If any of these queries return $c < 0$ or $c \geqslant 256$, then we know for sure that it’s a 1 and we stop the process to continue
If none of the queries give a result outside of $[0, 256)$, then we can assume with high probability that the encrypted bit is a 0

We can repeat this process for all the bits until we have the flag.

Implementation

This time, I am using Go with my pwntools module.
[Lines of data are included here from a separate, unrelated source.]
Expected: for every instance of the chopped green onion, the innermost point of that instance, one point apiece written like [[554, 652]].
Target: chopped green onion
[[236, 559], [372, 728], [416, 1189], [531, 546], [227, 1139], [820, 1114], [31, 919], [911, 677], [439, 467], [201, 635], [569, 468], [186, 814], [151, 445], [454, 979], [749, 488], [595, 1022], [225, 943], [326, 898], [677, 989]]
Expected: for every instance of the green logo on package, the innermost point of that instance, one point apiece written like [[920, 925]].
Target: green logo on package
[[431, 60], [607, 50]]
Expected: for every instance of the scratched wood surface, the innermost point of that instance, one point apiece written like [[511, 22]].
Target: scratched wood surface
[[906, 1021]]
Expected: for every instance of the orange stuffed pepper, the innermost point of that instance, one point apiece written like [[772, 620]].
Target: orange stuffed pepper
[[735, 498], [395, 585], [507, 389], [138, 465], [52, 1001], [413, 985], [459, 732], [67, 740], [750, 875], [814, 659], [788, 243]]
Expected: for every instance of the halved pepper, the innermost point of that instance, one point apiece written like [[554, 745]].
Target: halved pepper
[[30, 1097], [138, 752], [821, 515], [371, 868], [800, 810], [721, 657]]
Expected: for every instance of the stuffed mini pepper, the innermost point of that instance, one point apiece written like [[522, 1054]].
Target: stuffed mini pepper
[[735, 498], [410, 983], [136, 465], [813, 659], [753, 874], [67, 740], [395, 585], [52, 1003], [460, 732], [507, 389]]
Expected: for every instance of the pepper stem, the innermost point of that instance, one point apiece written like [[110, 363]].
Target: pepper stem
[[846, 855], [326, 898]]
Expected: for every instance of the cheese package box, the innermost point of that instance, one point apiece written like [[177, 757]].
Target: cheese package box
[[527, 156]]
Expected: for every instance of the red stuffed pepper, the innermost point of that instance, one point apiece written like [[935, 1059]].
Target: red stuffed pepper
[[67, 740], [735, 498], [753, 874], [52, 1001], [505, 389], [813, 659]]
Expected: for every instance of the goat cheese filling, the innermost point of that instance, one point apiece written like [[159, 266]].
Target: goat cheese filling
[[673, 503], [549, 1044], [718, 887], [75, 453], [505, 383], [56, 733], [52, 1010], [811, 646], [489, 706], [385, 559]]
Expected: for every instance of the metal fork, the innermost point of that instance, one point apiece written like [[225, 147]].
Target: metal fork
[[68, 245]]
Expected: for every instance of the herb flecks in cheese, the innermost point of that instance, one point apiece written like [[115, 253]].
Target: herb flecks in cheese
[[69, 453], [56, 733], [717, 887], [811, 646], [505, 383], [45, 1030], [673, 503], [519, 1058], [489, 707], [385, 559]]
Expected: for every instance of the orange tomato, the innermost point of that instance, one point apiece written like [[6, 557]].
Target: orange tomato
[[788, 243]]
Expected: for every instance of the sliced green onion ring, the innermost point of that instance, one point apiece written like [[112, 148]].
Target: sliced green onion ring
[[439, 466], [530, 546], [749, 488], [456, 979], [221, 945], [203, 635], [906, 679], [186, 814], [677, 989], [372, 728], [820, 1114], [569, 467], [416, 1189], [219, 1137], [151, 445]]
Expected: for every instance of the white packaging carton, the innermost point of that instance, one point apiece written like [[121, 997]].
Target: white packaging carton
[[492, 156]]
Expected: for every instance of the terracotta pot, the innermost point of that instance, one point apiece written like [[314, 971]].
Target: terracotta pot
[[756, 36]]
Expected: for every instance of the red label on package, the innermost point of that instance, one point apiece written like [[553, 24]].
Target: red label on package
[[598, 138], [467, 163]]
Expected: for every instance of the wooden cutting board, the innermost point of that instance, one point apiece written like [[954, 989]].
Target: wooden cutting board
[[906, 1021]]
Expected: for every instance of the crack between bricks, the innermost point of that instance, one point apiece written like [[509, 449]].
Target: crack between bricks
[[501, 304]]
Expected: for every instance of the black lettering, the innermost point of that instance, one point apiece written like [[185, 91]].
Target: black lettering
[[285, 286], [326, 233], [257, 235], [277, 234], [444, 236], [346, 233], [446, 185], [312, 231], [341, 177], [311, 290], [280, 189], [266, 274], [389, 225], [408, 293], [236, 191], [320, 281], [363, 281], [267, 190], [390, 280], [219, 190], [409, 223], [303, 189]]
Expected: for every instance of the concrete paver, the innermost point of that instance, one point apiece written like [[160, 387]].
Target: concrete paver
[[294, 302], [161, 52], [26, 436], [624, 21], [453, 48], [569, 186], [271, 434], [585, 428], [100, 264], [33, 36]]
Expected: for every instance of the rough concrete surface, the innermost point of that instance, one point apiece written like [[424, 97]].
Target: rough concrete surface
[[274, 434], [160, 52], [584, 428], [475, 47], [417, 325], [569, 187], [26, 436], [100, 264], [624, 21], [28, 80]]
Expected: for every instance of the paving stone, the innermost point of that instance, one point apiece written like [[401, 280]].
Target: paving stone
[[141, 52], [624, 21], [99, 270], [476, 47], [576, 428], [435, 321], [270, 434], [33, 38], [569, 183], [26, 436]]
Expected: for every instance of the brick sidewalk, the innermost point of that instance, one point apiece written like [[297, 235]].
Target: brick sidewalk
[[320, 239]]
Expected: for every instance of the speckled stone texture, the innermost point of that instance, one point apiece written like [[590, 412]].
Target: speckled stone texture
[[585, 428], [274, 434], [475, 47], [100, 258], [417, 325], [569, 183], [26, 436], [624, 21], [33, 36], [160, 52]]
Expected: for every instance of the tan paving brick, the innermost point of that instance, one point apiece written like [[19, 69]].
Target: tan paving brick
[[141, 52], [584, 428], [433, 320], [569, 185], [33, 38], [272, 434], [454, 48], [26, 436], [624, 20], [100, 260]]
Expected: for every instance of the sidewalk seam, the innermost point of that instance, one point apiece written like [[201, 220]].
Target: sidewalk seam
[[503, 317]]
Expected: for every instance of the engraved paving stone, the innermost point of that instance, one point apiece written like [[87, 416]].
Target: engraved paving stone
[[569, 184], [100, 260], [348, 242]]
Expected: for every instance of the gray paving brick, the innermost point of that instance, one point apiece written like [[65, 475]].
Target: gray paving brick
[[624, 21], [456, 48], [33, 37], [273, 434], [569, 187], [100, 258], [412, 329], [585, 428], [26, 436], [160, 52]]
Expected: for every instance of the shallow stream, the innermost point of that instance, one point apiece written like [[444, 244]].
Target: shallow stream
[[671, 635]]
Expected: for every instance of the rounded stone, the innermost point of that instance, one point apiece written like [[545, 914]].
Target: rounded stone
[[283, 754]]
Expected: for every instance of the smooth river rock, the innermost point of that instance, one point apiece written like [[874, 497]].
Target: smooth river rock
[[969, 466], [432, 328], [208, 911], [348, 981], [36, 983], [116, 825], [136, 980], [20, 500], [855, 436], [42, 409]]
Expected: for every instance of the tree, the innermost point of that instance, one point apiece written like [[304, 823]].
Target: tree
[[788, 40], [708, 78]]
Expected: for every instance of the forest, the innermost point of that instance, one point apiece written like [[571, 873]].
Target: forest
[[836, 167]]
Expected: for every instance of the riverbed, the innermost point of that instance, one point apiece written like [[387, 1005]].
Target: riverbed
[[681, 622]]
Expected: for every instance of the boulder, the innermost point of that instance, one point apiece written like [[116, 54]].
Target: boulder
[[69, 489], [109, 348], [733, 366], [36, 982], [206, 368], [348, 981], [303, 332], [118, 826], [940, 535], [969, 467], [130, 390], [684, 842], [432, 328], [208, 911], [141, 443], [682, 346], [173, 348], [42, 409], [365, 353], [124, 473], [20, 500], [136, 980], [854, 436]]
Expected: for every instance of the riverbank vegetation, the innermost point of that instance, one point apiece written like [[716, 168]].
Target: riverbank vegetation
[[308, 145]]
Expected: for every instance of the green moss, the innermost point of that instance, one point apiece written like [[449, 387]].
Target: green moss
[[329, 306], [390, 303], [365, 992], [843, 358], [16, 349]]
This is a helper function to query the server on a given bit index (it only returns the ciphertext value, because the A is not relevant):

func getEncryption(index int) int {
        io.SendLineAfter([]byte("Specify the index of the bit you want to get an encryption for : "), []byte(strconv.Itoa(index)))  
        io.RecvUntil([]byte("b = "))
        c, _ := strconv.Atoi(strings.TrimSpace(io.RecvLineS()))
        return c
}

We can find the bit length of the flag (the server will send an error if the queried index is not valid and will show the maximum index) and start finding bits with the above procedure:

func main() {
        io = getProcess()
        defer io.Close()

        io.SendLineAfter([]byte("Specify the index of the bit you want to get an encryption for : "), []byte("10000"))  
        io.RecvUntil([]byte("The index must lie in the interval [0, "))
        bitLength, _ := strconv.Atoi(io.RecvUntilS([]byte{']'}, true))
        bitLength++

        bits := make([]int, bitLength)
        prog := pwn.Progress("Bits")

        for i := 0; i < bitLength; i++ {
                prog.Status(fmt.Sprintf("%d / %d", i+1, bitLength))

                for range 30 {
                        c := getEncryption(i)

                        if c < 0 || 256 < c {
                                bits[i] = 1
                                break
                        }
                }
        }

        prog.Success(fmt.Sprintf("%[1]d / %[1]d", bitLength))

Next, we need to apply padding to fill 8-bit blocks (for later decoding):

        for len(bits)%8 != 0 {
                bits = append([]int{0}, bits...)  
        }

Finally, we decode each 8-bit block to a byte and show the flag as a string:

        flag := make([]byte, len(bits)/8)

        for i := 0; i < bitLength; i += 8 {
                for j, v := range bits[i : i+8] {
                        flag[i/8] |= byte(v << (7 - j))  
                }
        }

        pwn.Success(string(flag))
}

Flag

With this script, we get the flag:

$ echo 'HTB{f4k3_fl4g_f0r_t3st1ng}' > flag.txt

$ go run solve.go
[+] Starting local process 'python3': pid 91076
[+] Bits: 215 / 215
[+] HTB{f4k3_fl4g_f0r_t3st1ng}
[*] Stopped process 'python3' (pid 91076)

$ go run solve.go 94.237.52.200:59555
[+] Opening connection to 94.237.52.200 on port 59555: Done  
[+] Bits: 175 / 175
[+] HTB{s3cur3_cust0m_LW3}
[*] Closed connection to 94.237.52.200 port 59555

The full script can be found in here: solve.go.